И в этот вечер здесь было очень оживленно. Но одиноко поджидавшего Ладиделя поразило то, что порядочных людей совсем будто и не видно было, а толкался большей частью простой люд и даже какие-то подозрительные на вид личности. Он выпил бутылочку местного, а Фанни все не шла. И вдруг ему не по себе стало среди этого общества. Он вышел из сада и стал поджидать Фанни у ограды. Было темно, прохладно. Он прислонился к перилам, смотрел на толпу, и дивился тому, что вчера еще был так счастлив и так весело танцевал среди этих самых людей и под эту самую музыку. Сегодня ему все нравилось менее. Большинство девушек были наглого, непристойного вида.

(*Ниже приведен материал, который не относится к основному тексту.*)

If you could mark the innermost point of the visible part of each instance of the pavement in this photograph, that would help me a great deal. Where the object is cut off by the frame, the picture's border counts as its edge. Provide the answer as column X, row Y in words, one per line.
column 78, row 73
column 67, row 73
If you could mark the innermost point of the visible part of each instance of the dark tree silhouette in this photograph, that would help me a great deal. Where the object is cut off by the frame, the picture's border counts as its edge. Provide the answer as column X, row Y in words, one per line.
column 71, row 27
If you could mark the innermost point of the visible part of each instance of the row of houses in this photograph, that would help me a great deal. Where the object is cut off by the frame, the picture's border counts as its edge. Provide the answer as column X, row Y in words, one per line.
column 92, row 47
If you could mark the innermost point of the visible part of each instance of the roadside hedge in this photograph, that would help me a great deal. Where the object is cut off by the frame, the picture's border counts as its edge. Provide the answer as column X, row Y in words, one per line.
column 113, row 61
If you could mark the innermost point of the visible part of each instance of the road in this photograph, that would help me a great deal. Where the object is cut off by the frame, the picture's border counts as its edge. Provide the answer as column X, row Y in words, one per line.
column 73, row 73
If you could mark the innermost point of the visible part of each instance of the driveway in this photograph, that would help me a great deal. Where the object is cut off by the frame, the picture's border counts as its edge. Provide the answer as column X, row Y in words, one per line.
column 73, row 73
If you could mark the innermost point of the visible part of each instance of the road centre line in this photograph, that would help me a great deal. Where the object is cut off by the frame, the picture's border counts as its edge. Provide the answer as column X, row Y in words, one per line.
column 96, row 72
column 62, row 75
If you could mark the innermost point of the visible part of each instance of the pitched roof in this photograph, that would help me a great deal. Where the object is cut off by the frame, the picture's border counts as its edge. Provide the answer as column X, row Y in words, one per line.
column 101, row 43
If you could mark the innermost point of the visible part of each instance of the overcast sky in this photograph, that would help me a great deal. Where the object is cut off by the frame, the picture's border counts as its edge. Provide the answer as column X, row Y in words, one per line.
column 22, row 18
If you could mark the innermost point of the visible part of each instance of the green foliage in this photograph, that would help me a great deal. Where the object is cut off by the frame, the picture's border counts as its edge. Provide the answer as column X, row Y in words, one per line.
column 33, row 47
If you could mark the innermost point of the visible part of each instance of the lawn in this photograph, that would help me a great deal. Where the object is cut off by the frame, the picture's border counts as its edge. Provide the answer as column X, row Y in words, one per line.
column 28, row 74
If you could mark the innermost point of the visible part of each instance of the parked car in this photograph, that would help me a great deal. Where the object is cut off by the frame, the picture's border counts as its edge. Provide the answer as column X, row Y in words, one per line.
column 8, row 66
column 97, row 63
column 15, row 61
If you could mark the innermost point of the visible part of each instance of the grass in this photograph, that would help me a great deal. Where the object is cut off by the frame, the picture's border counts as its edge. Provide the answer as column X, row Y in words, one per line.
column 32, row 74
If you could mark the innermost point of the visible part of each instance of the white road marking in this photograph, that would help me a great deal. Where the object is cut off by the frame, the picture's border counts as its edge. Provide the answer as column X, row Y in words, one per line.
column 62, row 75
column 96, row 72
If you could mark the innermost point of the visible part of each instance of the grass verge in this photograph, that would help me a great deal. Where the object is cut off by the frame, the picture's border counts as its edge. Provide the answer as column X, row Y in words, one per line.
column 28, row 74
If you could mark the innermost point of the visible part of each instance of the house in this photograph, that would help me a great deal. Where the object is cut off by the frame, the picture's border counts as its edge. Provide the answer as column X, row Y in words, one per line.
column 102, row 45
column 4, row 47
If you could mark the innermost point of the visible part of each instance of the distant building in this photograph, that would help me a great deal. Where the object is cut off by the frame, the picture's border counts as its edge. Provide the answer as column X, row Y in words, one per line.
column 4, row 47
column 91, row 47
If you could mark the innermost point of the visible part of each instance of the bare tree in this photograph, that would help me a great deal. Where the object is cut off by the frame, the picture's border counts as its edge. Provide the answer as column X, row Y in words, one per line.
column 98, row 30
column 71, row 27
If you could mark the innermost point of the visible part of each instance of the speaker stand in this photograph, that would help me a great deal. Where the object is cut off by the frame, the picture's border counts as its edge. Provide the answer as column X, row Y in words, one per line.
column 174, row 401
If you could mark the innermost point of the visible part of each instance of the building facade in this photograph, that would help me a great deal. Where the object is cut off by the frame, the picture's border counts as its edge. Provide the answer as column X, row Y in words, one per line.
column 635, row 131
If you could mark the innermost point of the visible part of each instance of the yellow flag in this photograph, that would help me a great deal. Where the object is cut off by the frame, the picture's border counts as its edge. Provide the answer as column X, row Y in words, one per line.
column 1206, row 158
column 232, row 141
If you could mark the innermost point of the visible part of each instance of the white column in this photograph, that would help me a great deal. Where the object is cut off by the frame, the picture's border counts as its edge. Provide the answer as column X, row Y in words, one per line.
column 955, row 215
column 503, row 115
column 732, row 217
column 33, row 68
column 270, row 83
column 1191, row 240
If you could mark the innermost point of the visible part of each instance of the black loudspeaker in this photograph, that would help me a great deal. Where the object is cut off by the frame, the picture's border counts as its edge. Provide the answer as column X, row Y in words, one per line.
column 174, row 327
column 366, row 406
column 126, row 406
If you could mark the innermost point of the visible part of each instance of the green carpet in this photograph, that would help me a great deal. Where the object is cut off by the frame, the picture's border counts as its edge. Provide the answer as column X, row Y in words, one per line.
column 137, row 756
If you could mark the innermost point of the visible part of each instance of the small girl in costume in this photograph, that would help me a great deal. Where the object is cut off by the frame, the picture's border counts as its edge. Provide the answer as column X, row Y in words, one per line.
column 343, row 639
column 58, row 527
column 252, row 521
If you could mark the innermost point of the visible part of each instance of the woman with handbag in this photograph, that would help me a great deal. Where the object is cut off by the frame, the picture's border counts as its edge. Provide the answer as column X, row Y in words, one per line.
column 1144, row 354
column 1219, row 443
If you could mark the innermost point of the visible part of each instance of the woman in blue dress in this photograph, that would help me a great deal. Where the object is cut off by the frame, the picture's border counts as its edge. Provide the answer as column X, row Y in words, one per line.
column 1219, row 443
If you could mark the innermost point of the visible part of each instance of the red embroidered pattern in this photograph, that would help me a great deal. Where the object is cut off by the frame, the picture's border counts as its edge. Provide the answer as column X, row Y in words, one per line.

У молодых людей были дурные манеры, и танцуя, они громко перекрикивались и свистели. И красные, бумажные фонари не казались ему такими празднично-нарядными и яркими, как накануне. Он не знал, усталость-ли, или отрезвление, или нечистая совесть так действовала на него. Он долго смотрел и ждал, а праздничное настроение не шло в душу, и он решил, как только Фанни придет, тотчас же увести ее отсюда. Он прождал целый час, почувствовал уже усталость и стал терять терпение, как вдруг у другого входа в сад увидел девушку в красной блузке и белой полотняной шляпе, и с любопытством уставился на нее. Он ждал достаточно, и ему хотелось поддразнить ее, заставить подождать ее, и потом его прельщало поглядеть на нее из засады.
Хорошенькая Фанни медленно шла по саду и искала. Не найдя Ладиделя, она села в сторонке, у стола. Кельнер подошел к ней, но она отрицательно повела головой. В эту минуту Ладидель увидел приблизившегося к ней человека, на которого вчера еще обратил внимание. Он думал, что это и есть пресловутый жестокий хозяин квартиры. Он, по-видимому, хорошо знал ее, и насколько Ладидель мог понять, она о чем-то быстро спросила, очевидно, про него, и парень указал на выход, вероятно, сообщая ей, что тот, кого она ищет, был здесь и ушел. Ладиделю жалко ее стало, он хотел уже поспешить к ней, но в тот же миг, несимпатичный человек, к ужасу его, обнял Фанни и пошел с ней танцевать. Ладидель внимательно наблюдал за ними. Кровь бросилась ему в голову, когда он уловил одну-другую грубую ласку ее кавалера, но Фанни это, видимо, нисколько не смущало. Она и не подумала остановить его. Едва танец кончился, кавалер Фанни представил ее другому, который снял шляпу и вежливо пригласил ее на новый тур.
Ладидель хотел окликнуть ее, хотел перескочить через ограду, но не сделал этого, и, словно в тумане, смотрел с тоской, как она улыбнулась незнакомцу и пошла танцевать с ним экосез. Он видел, как танцуя, она заигрывала со своим кавалером, гладила его руки, опиралась на его плечо, и, словом, держала себя с этим так же, как накануне с ним, видел, как незнакомец приходил в возбуждение, обнимал ее все крепче, а потом ушел с ней в темную аллею, и когда они проходили мимо него, он явственно слышал их слова и поцелуи.
Альфред Ладидель пошел домой с полными слез глазами, с сердцем, исполненным стыда и ярости, и вместе с тем рад был, что ускользнул от этой потаскушки. Молодые люди с песнями возвращались домой, из садов неслась музыка и смех, но для него все звучало насмешкой над ним, и вся радость его была отравлена. Домой он пришел до смерти усталым, и одно только желание было у него – спать, спать.
Когда он снял воскресный сюртук и, по обыкновению, разгладил его, в кармане что-то хрустнуло, и он вынул нетронутую ассигнацию. Она невинно лежала на столе, освещенная свечой. Он поглядел на нее мгновенье, положил в ящик стола и покачал головой. И для того, чтобы пережить все это, он совершил кражу и погубил свою жизнь. Он лежал еще около часа с открытыми глазами, но не думал больше ни о Фанни, ни о ста марках, ни о том, что будет теперь с ним. Он думал о Марте Вебер и о том, что отрезал себе все пути к ней.
Глава пятая
Ладидель знал хорошо, что ему надо было сделать. Он познал горечь стыда перед самим собою, и хотя сильно пал духом, твердо решил, однако, пойти с деньгами и откровенным признанием к своему патрону и спасти от своей чести и будущего то, что еще можно было спасти.
Но на следующий день нотариус не пришел в контору, и это очень огорчило его. Он ждал до полудня, товарищам он в глаза смотреть не мог, так как не знал, будет ли еще завтра на этом месте, и будет ли иметь право называть себя их товарищем.